For the federal government, this means debt servicing costs remain a significant fiscal burden. For investors, however, it represents a compelling risk-adjusted return on instruments that carry the full faith and credit of the Nigerian state.
Analysts have noted that FGN bonds have consistently attracted strong demand from pension funds, insurance companies, asset managers, and commercial banks — institutional players who value the relative safety of sovereign paper and the predictability of semi-annual coupon payments. In an environment where private sector credit risk remains elevated, the appeal of government bonds as a “haven” asset class within the domestic market has only grown stronger.
Participation in the auction is open to qualified investors through PDMMs, with a minimum subscription of ₦50.001 million and subsequent investments in multiples of ₦1,000 terms designed to limit participation to institutional and high-net-worth investors rather than retail participants. Bonds are priced at ₦1,000 per unit.
The auction operates on a competitive bidding basis, meaning investors submit bids specifying both the amount they wish to purchase and the yield they are willing to accept. The DMO will then determine a clearing yield, the rate at which the total demand meets the offered amount, and successful bidders will pay a price reflecting that yield to maturity, plus any accrued interest from the last coupon date.
Interest on all three bonds is paid semi-annually, with the principal repaid in full at maturity, a structure that provides bondholders with regular income while preserving capital over the life of the instrument.
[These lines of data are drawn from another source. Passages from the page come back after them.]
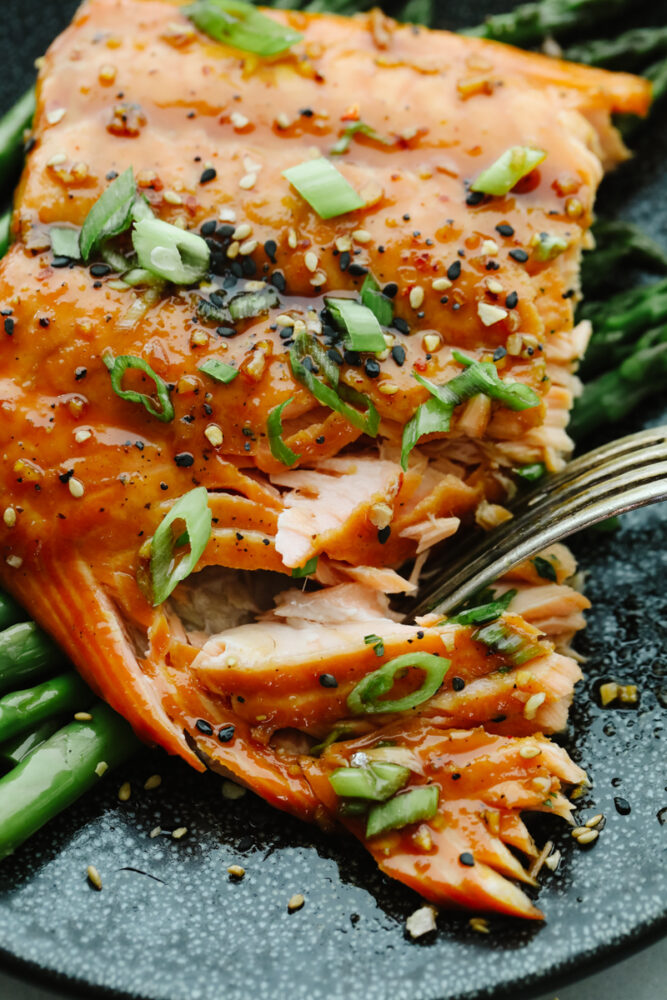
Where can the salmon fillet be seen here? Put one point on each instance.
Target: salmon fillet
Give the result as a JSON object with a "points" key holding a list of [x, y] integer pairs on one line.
{"points": [[239, 670]]}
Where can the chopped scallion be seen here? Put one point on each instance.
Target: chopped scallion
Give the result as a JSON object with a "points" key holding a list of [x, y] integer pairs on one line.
{"points": [[166, 571], [117, 368], [110, 215], [274, 429], [219, 371], [361, 329], [364, 697], [242, 26], [324, 188], [514, 164], [172, 253]]}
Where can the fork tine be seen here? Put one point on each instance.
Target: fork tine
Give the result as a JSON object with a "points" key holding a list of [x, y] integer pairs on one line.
{"points": [[633, 472]]}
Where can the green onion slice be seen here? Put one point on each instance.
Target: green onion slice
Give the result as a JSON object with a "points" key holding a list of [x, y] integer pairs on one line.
{"points": [[508, 169], [307, 569], [434, 416], [484, 613], [360, 327], [166, 570], [363, 699], [65, 242], [379, 304], [412, 806], [242, 26], [274, 428], [219, 371], [172, 253], [110, 215], [377, 781], [331, 393], [324, 188], [343, 144], [117, 368]]}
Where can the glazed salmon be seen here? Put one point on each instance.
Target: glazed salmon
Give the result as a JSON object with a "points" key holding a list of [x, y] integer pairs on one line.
{"points": [[239, 669]]}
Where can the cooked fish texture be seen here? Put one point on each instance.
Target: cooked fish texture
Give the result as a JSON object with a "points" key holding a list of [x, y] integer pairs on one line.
{"points": [[208, 131]]}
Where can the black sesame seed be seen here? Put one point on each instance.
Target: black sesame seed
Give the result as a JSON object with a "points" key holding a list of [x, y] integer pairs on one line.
{"points": [[398, 354]]}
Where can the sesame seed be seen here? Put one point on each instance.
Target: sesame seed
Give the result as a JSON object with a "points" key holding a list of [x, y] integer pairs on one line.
{"points": [[94, 877], [416, 296], [248, 180], [214, 435], [490, 314], [76, 488], [295, 902]]}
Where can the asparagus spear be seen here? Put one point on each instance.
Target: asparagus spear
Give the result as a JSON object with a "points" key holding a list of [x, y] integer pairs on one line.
{"points": [[21, 711], [59, 771], [620, 320], [26, 655], [614, 395], [628, 51], [619, 244], [528, 24]]}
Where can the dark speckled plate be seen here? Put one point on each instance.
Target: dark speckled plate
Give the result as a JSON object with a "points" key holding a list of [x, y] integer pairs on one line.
{"points": [[170, 925]]}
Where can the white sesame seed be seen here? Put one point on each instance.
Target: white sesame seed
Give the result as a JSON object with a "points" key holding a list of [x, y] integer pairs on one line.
{"points": [[532, 705], [230, 790], [248, 181], [94, 877], [213, 435], [490, 314], [416, 296]]}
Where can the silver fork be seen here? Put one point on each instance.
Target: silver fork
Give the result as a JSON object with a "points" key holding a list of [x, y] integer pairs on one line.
{"points": [[628, 473]]}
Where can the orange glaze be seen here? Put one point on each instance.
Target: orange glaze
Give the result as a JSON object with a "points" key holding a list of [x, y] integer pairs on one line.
{"points": [[86, 477]]}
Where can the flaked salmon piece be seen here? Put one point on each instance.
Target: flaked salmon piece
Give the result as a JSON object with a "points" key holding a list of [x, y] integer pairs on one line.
{"points": [[459, 856]]}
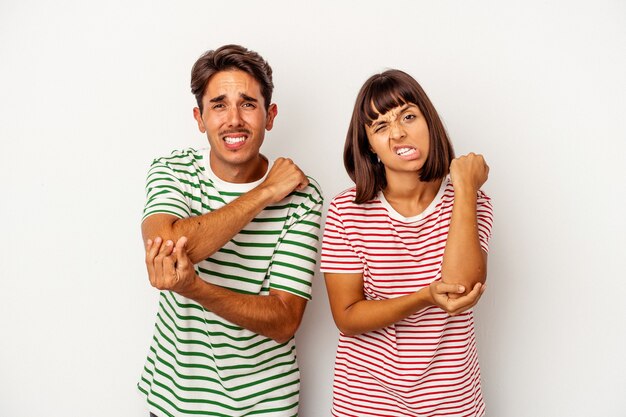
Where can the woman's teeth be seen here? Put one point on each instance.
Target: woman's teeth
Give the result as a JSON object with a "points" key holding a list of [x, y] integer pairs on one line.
{"points": [[405, 151]]}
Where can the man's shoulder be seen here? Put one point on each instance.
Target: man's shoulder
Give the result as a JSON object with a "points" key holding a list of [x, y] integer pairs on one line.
{"points": [[313, 191], [180, 156]]}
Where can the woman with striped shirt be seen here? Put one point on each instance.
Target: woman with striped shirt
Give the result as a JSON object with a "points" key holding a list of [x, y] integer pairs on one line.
{"points": [[405, 259]]}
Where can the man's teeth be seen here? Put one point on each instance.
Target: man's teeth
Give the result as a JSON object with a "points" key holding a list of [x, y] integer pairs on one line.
{"points": [[232, 141], [405, 151]]}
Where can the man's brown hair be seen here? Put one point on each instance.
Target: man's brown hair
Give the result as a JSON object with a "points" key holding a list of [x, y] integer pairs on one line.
{"points": [[227, 58]]}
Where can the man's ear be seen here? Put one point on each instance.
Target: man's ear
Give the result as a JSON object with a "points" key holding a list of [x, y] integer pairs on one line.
{"points": [[272, 111], [198, 116]]}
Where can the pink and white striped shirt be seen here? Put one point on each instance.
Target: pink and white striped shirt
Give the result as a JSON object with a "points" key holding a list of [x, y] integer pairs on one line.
{"points": [[425, 365]]}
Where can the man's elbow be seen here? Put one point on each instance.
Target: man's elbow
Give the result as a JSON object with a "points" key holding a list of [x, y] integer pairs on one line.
{"points": [[284, 333]]}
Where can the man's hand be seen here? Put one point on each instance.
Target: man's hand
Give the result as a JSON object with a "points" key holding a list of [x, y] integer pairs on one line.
{"points": [[284, 178], [169, 267], [469, 171], [441, 295]]}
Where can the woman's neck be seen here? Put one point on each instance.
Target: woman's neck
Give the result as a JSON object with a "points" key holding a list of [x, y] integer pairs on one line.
{"points": [[409, 196]]}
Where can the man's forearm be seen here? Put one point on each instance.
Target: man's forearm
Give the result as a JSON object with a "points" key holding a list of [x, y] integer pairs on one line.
{"points": [[209, 232], [276, 315]]}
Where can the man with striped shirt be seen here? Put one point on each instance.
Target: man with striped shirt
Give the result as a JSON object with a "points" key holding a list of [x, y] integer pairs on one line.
{"points": [[231, 241]]}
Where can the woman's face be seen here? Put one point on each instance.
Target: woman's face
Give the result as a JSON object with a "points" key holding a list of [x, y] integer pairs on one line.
{"points": [[400, 139]]}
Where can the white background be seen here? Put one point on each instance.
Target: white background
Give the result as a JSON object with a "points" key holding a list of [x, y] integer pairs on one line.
{"points": [[91, 92]]}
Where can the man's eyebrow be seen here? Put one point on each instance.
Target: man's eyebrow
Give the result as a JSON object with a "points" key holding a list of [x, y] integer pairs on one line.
{"points": [[248, 98], [218, 99]]}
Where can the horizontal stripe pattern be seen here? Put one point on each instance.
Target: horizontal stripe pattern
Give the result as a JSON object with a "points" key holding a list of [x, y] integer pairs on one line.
{"points": [[199, 363], [427, 364]]}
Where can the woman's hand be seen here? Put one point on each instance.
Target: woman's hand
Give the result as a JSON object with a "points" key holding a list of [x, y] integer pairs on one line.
{"points": [[440, 294], [469, 171]]}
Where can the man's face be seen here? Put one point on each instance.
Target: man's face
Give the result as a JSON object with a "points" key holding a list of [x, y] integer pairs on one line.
{"points": [[235, 120]]}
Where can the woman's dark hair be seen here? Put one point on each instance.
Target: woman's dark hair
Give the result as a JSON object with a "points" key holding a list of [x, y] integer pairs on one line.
{"points": [[381, 93], [231, 57]]}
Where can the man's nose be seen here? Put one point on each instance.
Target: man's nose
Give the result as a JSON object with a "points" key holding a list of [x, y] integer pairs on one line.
{"points": [[234, 117]]}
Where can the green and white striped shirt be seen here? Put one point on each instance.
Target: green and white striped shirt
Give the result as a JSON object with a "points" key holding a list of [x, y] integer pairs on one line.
{"points": [[200, 363]]}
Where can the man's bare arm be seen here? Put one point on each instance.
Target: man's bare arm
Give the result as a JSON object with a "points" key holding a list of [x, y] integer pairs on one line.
{"points": [[209, 232], [276, 315]]}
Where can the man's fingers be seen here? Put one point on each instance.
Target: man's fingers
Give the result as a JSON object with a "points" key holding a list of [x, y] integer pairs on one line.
{"points": [[443, 288], [166, 249], [181, 252], [152, 248]]}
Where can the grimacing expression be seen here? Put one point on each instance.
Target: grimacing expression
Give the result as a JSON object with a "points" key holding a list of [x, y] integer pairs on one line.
{"points": [[400, 138], [235, 120]]}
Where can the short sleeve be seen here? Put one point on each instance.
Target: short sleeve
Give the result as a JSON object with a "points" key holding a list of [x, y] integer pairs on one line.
{"points": [[338, 255], [297, 252], [164, 192], [484, 217]]}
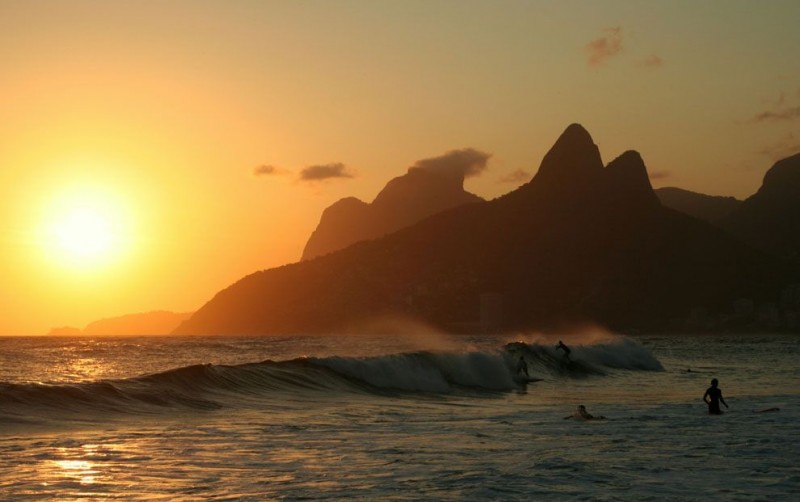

Nigeria’s domestic bond market has become an increasingly critical pillar of the government’s financing strategy as the country grapples with a widening fiscal deficit, partly driven by fuel subsidy removal costs, infrastructure spending commitments, and foreign currency pressures that have complicated access to external capital markets.
The DMO has been a regular presence in the domestic market, conducting monthly bond auctions to meet the government’s borrowing targets. Monday’s ₦700 billion offer is one of the more ambitious single-auction targets in recent memory, and its outcome will be closely watched as a barometer of market appetite and of how much more the federal government will need to pay to keep investors coming to the table.
If demand proves robust, it will validate the DMO’s confidence that, even in a high-rate environment, Nigeria’s sovereign bonds remain among the most sought-after instruments in the domestic financial system.
If subscriptions fall short, it may signal that liquidity constraints, driven in part by the CBN’s own tightening policies, are beginning to crowd out even the government’s fundraising ambitions.
Results of the auction are expected to be announced later today.
WHAT YOU SHOULD KNOW
Nigeria’s Federal Government is borrowing ₦700 billion from the domestic market today through a bond auction managed by the DMO, spread across three instruments maturing in 2030, 2032, and 2035.
The standout detail is the 22.60% coupon rate on the 10-year bond, a clear reflection of how expensive borrowing has become in Nigeria’s current high-interest-rate environment, largely shaped by the CBN’s aggressive liquidity tightening.
While strong institutional demand is expected, the auction’s outcome will be a critical test of whether the government can continue funding its deficit domestically without the cost of debt spiralling further out of control. Simply put, Nigeria is borrowing big and paying dearly for it.